I was in the middle of a large crowd of like minded "music enthusiasts" when I felt this uncertainty. I don't know why I felt this feeling for sure, nor was I sure of what had caused it.

It may have been the knee-shaking bass. It may have been an outer body experience when God had taken me out of my earthly body and told me that it was my duty to save the marmosets (SAVE THE MARMOSETS). It may have been the smell of over a thousand people who had not been overly generous with their deoderants on the hottest day of the year to date. It could even have been the Kentucky Fried Chicken Zinger Burger, large fries, large diet coke, 2 pints of lukewarm Fosters, 1 bottle of Becks, 2 whisky chasers, 1 vodka chaser, ˝ a pill...

To make things worse there was a thin white guy to my right wearing a pair of Reebok Classics trying to form a box in the air with his hands and feet. His actions can only be explained if he was pissed and trying to have a sign language conversation with a spotlight.

The blonde girl in front of me with an inexplicably large and wobbly arse offered an unimaginably irritating side-to-side dance that remained exact throughout the set, varying only with tempo. She didn't do much to help either.

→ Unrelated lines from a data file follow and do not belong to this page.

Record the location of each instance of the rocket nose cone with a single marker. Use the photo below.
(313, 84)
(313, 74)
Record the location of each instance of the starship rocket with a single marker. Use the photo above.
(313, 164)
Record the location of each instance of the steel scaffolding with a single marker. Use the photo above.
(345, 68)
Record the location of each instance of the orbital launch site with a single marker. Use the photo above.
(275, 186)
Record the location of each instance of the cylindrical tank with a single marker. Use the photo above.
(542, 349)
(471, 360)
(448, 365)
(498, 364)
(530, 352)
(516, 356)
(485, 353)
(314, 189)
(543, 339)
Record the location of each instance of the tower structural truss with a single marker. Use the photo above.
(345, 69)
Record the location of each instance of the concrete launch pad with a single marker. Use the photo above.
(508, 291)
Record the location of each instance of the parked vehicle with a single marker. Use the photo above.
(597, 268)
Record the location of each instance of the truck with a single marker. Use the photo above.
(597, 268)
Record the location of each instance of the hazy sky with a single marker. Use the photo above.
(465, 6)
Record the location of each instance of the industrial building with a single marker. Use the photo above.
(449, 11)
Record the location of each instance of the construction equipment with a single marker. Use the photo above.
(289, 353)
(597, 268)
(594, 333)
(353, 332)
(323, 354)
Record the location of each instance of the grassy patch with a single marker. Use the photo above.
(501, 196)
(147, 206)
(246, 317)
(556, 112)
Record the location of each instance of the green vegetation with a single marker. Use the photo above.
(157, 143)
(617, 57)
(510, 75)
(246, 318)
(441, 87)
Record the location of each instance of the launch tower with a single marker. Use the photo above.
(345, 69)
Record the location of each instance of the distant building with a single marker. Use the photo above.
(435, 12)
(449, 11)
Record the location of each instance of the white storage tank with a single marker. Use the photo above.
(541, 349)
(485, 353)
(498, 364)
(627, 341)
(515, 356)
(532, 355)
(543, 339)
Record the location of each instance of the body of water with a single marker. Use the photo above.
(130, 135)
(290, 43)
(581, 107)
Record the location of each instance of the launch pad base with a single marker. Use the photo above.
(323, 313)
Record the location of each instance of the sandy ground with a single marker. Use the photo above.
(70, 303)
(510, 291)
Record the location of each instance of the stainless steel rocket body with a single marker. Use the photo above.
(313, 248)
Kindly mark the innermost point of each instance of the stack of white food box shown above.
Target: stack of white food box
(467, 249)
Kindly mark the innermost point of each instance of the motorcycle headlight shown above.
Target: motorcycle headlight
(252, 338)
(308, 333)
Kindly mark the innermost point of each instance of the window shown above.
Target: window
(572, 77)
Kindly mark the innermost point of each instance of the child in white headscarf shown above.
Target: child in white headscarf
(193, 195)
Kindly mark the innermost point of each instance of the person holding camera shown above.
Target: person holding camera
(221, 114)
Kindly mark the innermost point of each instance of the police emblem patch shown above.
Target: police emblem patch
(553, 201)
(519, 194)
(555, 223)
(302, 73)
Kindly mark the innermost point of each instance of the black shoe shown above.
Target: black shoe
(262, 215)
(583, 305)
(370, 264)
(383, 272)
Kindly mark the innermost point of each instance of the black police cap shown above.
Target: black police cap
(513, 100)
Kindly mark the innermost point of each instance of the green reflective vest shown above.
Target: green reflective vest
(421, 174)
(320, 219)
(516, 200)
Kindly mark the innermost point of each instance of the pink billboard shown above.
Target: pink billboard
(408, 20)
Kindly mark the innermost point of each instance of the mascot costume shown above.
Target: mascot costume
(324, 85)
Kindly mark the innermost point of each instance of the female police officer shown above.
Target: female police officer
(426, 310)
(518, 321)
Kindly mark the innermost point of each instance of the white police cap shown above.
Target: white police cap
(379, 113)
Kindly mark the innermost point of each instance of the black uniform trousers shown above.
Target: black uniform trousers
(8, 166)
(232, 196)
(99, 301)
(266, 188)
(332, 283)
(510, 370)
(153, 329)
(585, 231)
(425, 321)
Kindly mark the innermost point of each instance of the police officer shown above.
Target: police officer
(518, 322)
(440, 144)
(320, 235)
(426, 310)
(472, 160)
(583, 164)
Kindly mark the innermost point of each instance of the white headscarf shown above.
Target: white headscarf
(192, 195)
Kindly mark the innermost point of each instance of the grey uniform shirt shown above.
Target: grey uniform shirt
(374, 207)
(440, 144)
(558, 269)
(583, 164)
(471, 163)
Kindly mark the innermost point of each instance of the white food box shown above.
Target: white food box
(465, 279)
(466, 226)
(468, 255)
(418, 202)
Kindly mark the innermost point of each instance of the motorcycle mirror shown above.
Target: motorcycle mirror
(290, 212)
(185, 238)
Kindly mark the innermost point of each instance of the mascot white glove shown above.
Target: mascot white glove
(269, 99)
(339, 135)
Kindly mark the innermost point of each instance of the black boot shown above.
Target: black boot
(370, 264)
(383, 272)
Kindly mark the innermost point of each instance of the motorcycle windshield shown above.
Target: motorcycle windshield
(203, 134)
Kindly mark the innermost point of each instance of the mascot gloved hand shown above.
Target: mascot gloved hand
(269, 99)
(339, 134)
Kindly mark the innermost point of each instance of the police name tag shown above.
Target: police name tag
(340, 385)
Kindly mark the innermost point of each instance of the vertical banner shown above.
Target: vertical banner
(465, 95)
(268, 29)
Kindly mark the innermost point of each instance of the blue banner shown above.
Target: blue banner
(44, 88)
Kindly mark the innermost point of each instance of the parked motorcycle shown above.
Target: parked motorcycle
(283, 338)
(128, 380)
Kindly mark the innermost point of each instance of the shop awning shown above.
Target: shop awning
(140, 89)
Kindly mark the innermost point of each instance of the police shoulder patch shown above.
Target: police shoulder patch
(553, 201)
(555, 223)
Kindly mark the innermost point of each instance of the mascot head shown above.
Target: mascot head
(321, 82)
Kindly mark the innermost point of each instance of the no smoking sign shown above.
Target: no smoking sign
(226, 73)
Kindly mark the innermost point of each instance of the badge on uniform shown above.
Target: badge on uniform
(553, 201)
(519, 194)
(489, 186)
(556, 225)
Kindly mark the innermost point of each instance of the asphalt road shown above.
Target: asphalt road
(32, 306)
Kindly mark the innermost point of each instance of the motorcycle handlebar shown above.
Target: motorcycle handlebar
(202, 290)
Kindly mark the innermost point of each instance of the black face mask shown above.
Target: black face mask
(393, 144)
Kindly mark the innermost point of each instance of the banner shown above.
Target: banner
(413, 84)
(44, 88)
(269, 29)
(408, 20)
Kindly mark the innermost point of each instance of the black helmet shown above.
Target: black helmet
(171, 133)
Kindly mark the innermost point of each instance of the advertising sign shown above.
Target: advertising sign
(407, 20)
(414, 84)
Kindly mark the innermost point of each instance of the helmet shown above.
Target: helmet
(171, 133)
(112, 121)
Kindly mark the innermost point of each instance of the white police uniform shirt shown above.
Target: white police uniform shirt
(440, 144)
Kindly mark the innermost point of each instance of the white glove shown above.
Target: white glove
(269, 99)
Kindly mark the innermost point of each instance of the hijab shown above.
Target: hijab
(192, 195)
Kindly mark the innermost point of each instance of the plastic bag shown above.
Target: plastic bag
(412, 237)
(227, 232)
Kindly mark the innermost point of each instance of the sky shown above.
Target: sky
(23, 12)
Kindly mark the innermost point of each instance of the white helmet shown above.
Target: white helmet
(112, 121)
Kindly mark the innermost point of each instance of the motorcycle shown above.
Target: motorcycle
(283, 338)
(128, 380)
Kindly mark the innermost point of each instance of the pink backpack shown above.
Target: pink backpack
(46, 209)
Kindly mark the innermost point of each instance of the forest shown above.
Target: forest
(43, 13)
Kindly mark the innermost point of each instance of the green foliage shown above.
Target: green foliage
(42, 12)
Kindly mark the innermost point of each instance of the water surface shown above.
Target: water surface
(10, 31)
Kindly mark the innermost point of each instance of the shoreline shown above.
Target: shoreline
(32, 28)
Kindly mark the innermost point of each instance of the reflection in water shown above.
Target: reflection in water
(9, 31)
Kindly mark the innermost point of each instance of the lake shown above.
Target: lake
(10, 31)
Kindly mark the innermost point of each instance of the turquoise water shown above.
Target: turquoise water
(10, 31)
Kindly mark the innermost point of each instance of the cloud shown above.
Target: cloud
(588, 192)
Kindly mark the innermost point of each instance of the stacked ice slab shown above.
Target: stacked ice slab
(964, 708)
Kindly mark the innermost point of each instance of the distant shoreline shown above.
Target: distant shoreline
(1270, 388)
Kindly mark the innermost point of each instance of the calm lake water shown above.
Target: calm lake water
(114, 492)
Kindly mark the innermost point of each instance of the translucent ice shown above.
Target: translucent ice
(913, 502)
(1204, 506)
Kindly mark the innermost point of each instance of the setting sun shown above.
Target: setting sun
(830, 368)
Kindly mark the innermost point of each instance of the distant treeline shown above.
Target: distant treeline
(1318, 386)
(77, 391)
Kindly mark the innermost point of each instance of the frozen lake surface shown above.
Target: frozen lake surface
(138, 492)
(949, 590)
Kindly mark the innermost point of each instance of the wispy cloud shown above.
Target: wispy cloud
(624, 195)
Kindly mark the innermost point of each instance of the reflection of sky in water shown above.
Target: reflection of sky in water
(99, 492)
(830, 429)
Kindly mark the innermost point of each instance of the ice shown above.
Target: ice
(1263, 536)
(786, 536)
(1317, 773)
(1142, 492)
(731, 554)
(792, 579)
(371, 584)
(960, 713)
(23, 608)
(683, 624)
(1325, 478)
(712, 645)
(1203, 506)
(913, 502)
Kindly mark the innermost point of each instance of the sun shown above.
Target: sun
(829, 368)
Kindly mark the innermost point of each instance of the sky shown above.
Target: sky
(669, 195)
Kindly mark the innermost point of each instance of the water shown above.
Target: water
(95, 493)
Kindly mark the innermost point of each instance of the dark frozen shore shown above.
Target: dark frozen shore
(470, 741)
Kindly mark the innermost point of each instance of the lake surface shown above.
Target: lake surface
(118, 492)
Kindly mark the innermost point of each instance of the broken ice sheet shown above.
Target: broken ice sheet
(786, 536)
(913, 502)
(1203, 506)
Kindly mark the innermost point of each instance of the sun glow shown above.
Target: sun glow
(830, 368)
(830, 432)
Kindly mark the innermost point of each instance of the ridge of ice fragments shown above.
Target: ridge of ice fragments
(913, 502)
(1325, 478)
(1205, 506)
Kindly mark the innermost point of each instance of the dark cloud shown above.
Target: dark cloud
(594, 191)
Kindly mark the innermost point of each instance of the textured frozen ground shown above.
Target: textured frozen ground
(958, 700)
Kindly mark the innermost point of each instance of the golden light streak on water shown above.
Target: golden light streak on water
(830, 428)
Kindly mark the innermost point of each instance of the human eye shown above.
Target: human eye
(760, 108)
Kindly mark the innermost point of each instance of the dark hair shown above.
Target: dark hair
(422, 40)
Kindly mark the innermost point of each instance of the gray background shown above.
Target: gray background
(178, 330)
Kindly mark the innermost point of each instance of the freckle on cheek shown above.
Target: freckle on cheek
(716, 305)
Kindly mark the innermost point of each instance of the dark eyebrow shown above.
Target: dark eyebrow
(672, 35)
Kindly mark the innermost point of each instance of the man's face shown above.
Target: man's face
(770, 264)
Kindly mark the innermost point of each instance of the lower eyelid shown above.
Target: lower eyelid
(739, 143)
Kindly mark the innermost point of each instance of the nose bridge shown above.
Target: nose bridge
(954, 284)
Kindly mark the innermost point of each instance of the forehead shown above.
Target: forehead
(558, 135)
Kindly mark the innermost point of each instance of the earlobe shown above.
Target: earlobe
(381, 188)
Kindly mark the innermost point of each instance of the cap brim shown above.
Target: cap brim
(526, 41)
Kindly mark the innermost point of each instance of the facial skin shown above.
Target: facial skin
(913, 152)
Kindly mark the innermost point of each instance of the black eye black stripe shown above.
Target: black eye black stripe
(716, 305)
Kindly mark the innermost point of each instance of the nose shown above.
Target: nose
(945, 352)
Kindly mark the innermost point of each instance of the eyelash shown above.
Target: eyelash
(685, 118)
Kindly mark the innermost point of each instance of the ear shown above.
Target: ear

I looked around the venue and saw that the two aforementioned challenged individuals were not alone and part of an ever growing collective. Hollywood suggested that "white men can't jump" but prolonged exposure suggested that white men also couldn't dance. In a way this was the only hindrance to the magnificent atmosphere in the Brixton Academy, except for the harsh treble that often lost some vocal clarity.

The band on stage, Outkast, proved that whilst contemporaries such as Dr Dre (and his ever expanding legion of "homiez") are destroying hip-hop with their "sell-out" commercialism, the cause is still alive and well.

The extensive back catalogue, as well as recent singles, helped to showcase Outkast's highly individual stage presence. For some reason I can't remember much more than that.